We look at one another. No, we were not aware of this. We’re a little lost for words.
“There are options,” she says, encouragingly.
When eggs are harvested from my body and then fertilised – hopefully becoming embryos – they will put a maximum of two back in my uterus. Any remaining viable embryos would generally be frozen. This would mean that if the IVF cycle fails and we wanted to try again, I could have an embryo or two defrosted and put back in, which is less invasive and less costly than a full IVF cycle. However, because the donor has not consented to having embryos conceived with his sperm frozen, this will not be an option for us.
She tells us we could get in touch with the sperm bank and complain that we weren’t informed of this when we purchased the sperm. She explains that it is preferable – medically speaking – for me to not go through lots of full IVF cycles, which is why they suggest embryo freezing.
But we like our donor. I mean, we’ve gone off him a bit having discovered he won’t let us freeze the embryos, but we like him.

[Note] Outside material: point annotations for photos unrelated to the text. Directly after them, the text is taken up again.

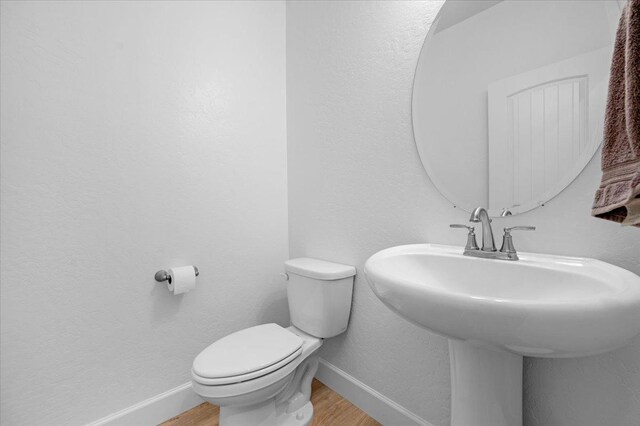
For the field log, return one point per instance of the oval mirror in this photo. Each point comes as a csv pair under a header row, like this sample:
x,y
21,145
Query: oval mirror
x,y
509,98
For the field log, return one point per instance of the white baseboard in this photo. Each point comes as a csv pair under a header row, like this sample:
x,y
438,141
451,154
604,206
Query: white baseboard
x,y
367,399
162,407
154,410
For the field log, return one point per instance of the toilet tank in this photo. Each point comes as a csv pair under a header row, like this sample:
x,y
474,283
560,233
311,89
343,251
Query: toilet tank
x,y
319,294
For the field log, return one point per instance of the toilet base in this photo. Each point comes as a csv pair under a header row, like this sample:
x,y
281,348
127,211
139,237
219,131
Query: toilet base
x,y
300,417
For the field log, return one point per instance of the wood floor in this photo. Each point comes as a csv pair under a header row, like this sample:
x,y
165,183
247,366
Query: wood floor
x,y
329,409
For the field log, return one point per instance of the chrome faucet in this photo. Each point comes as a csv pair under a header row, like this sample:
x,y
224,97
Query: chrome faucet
x,y
488,250
481,215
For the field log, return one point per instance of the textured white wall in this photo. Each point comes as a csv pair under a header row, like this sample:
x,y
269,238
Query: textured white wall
x,y
135,136
356,186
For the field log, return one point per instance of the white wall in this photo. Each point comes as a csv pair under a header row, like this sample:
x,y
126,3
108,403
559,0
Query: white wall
x,y
356,185
135,136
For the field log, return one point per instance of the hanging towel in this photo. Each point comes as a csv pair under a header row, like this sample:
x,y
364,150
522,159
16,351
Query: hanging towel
x,y
618,198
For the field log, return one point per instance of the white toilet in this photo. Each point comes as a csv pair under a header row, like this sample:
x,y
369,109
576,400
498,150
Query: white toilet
x,y
261,376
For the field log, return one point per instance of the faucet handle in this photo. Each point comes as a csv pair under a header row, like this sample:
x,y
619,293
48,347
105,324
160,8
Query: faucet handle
x,y
507,239
459,225
471,237
519,228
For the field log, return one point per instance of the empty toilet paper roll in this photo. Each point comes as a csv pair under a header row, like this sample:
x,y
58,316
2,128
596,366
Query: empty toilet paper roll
x,y
182,279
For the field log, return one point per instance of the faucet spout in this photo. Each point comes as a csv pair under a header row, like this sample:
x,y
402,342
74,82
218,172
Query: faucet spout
x,y
481,215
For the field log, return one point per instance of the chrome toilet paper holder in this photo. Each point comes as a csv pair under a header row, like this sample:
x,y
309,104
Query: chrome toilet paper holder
x,y
163,275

The thought of going back and trying to choose another – not to mention potentially battling with the sperm bank over whether or not we were duly informed of all pertinent information – it all felt a little bit like too much.

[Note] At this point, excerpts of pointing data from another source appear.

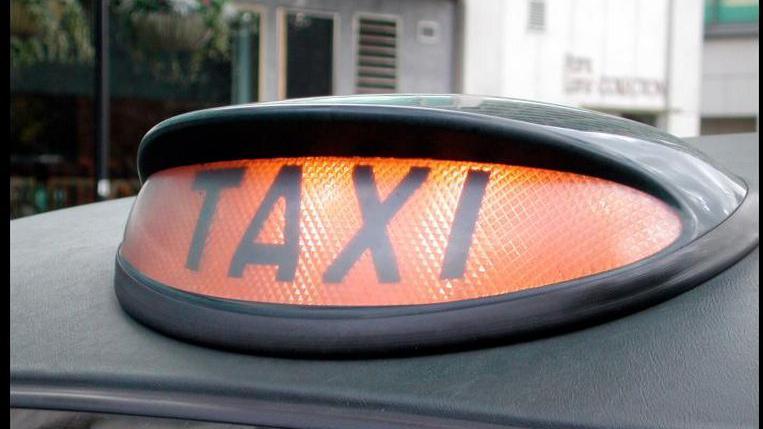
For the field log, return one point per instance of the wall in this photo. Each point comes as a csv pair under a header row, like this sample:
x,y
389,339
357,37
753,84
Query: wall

No doubt there will be a strong urge to kick ourselves – HARD – if the first round of IVF doesn’t work, but we felt we needed to stick with what we’ve got. Plus, having come home and looked through the literature she gave us, it doesn’t seem like we’ve lost that much: frozen embryos are far less likely to take than fresh ones and it is not that common to produce a large enough amount of viable embryos to be able to freeze some.
It knocked me for six a bit at first, but I think we’ve made the right decision and I’m not worried about it now.

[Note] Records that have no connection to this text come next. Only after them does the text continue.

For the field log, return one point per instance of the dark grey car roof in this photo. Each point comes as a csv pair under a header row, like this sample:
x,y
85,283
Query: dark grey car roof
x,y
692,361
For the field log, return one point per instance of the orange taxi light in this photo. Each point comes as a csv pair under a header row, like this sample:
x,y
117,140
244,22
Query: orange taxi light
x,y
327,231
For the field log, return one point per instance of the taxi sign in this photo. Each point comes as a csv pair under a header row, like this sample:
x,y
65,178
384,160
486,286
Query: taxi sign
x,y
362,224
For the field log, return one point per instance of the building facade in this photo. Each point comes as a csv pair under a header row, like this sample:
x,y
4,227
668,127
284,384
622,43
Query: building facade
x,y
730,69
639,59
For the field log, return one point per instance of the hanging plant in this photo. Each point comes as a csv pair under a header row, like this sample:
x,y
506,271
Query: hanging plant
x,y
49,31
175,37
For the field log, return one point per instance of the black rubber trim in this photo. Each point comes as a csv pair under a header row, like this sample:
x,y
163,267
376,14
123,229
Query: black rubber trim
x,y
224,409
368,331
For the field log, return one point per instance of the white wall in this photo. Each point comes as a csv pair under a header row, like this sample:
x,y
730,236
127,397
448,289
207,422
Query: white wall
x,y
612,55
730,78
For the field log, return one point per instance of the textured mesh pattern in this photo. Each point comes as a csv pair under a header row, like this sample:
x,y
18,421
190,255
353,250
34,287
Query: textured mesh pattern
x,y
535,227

I’m more worried about the fact that I could actually be pregnant in two months’ time!
She went through with us how the cycle works (which we’re fairly familiar with by now) and explained how I could choose when to start by ringing up on the first day of my next period, or the one after, or the one after… Whenever we were ready.
After the internal ultrasound which, okay, really WASN’T as bad as I’d anticipated, I casually asked whether, as I was still well before day 21 of my cycle, we might be able to start within this menstrual cycle.
She went off to check, but came back with a resounding positive. I get the impression it’s a little more rushed than what they might normally do, but because we don’t have to hang around waiting for NHS funding or prescriptions, they were happy to let us get going straight away.
I’m very excited, but feeling a little anxious now. It hit me today, particularly when she told us about not being able to freeze embryos, how awful it will feel if it doesn’t work. Emotionally and practically, it would be hard, but we’d be able to brush ourselves off and start again. It’s the financial implications that are hardest, because we want to move and are trying to save up a deposit and with the IVF costing around 3 grand a pop, it’s not going to be easy.
So keep your fingers, toes and any other body parts crossed for us.
And let’s hope the hormone medications don’t make me too crazy! (I’ve promised not to watch Deep Impact whilst taking them.)